According to an indictment obtained by The Post, Moore — a board-certified surgeon — and his neighbor Kristin Jackson Andersen are members of a secret organization that seeks to “‘liberate’ the medical profession from government and industry conflicts of interest.”

Kari Dee Burgoyne, the office manager, was also charged in the scheme.
Plastic Surgery Institute of Ut

To carry out that goal, the pair teamed up with office manager Kari Dee Burgoyne and receptionist Sandra Flores to pour $28,000 worth of Covid-19 vaccinations down the drain with syringes, prosecutors allege.

The con artists allegedly crafted fake vaccination cards that they sold for $50 per person or for required “‘donations’ to a specified charitable organization.”

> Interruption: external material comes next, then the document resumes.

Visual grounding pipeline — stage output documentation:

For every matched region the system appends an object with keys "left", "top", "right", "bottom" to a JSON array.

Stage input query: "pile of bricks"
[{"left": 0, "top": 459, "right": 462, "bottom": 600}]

“Defendants also administered saline shots to minors — at the request of their parents — so children would think they were receiving a COVID-19 vaccine,” prosecutors said.

Covid-19 vaccination card and cash money
The foursome allegedly gave out at least 1,900 doses’ worth of fake completed vaccination records for a profit of nearly $97,000.

Getty Images/iStockphoto

The team, as well as the medical office, was charged with conspiracy to defraud the US; conspiracy to convert, sell, convey, and dispose of government property; and conversion, sale, conveyance, and disposal of government property and aiding and abetting.

They will return to court Jan. 26.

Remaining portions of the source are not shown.